Esta pesquisa tem por objetivo estudar como a modalidade, enquanto mecanismo de imposição de forças e remoção de barreiras (Talmy, 1981, 1987), opera com exposição/preservação da face e gerencia a interação verbal (Miranda, 2000), segundo a hipótese sócio-cognitiva proposta por Salomão (1994, 1995, 1998).

O estudo da modalidade, neste trabalho, focalizará os modais poder e dever e seus níveis: possibilidade e permissão de um lado e, de outro, certeza e obrigação.

Poucos manuais de gramática em Língua Portuguesa destacam uma seção para o estudo da modalidade, como Mateus et alii (1983), elaborado por Faria, em Portugal e Bechara (1999), no Brasil.

Apesar de pouco estudada, a modalidade é um ponto importante da gramática.
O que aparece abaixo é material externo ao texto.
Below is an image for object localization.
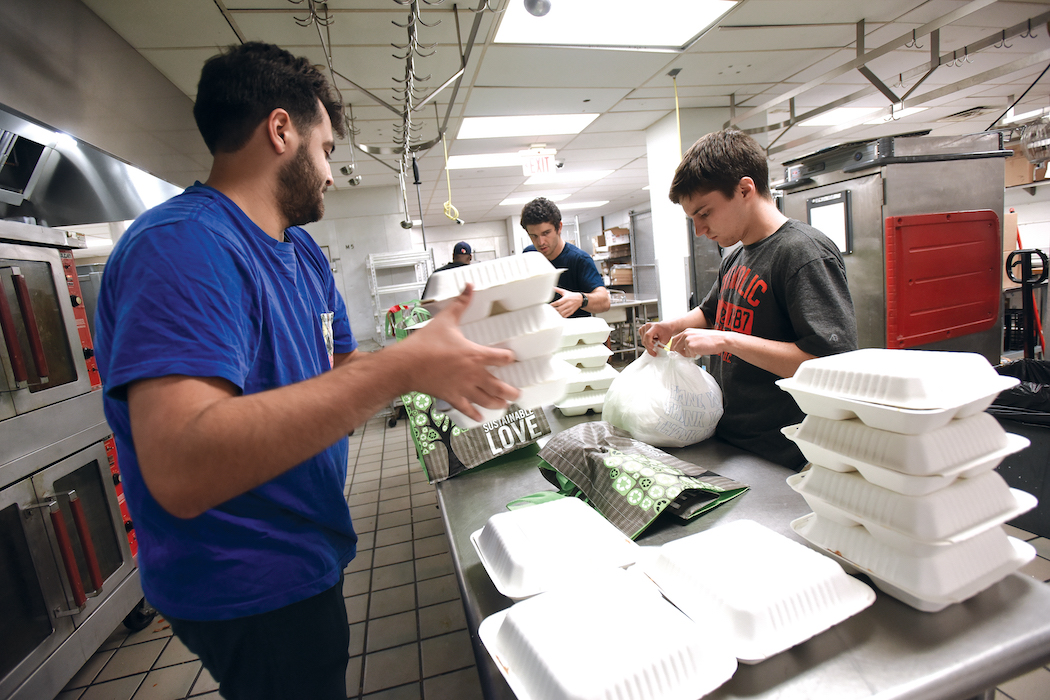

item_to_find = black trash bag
[988,359,1050,426]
Sua importância para a língua portuguesa situa-se tanto no fato de ela compor uma categoria gramatical, como aspecto (conforme entende Costa, 1997), por exemplo, quanto no fato de desempenhar um significado pragmático, discursivo.

Ambos poder e dever apresentam essa polissemia (como entende Sweetser, 1990), partindo de um significado raiz para os domínios deôntico e epistêmico, como se pode observar nos exemplos (1) e (2), em que o primeiro apresenta leitura deôntica com remoção de barreira, e o segundo, interpretação epistêmica, também com remoção de barreira:

“Maçãs podem prevenir câncer”.

“Pó pode deixar seqüelas”.

Assim, através das leituras deôntica e epistêmica, os falantes estabelecem seus contatos e os encaminham: a leitura deôntica de poder em (1) encaminha a interação para a atualização da informação antes não conhecida ( a maçã previne câncer) na medida em que há a certeza de que o fato pode ser realizado, há habilidade para tal; a leitura epistêmica em (2) encaminha para a possibilidade de que crianças contaminadas por pó químico fiquem com seqüelas a partir dessa contaminação.
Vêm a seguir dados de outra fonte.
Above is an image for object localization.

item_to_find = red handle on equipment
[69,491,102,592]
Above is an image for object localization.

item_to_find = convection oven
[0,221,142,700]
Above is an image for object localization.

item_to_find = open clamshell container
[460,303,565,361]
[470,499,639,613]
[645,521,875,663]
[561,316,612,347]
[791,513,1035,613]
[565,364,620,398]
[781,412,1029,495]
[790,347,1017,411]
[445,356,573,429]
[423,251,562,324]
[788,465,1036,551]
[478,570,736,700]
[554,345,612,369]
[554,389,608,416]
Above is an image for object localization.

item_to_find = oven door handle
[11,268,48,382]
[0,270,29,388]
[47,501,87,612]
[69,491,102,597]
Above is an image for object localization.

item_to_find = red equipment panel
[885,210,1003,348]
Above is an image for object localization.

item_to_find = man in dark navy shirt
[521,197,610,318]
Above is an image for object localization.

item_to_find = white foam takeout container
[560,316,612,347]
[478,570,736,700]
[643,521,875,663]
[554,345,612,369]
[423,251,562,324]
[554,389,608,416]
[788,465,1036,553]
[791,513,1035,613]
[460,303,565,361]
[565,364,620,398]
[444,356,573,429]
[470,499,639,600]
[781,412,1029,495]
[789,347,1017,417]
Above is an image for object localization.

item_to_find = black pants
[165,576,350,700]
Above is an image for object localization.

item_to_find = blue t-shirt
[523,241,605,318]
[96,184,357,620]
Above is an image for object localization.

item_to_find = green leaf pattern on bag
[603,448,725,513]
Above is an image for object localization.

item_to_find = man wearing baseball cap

Espera-se que, segundo a orientação da Lingüística Cognitiva de a experiência ser o ponto de partida para a linguagem e esta ser corporificada, este estudo seja contribuição para a compreensão de que:

“processos mentais envolvem imposição de força e remoção de barreira, assim como no mundo real de interações físicas e sociais”(Sweetser, 1990);

o domínio deôntico é o suporte para a existência do domínio epistêmico.

É importante ressaltar que, no estudo do corpus, há contextos de usos específicos em relação às duas modalidades: a do Português Europeu e a do Português Brasileiro.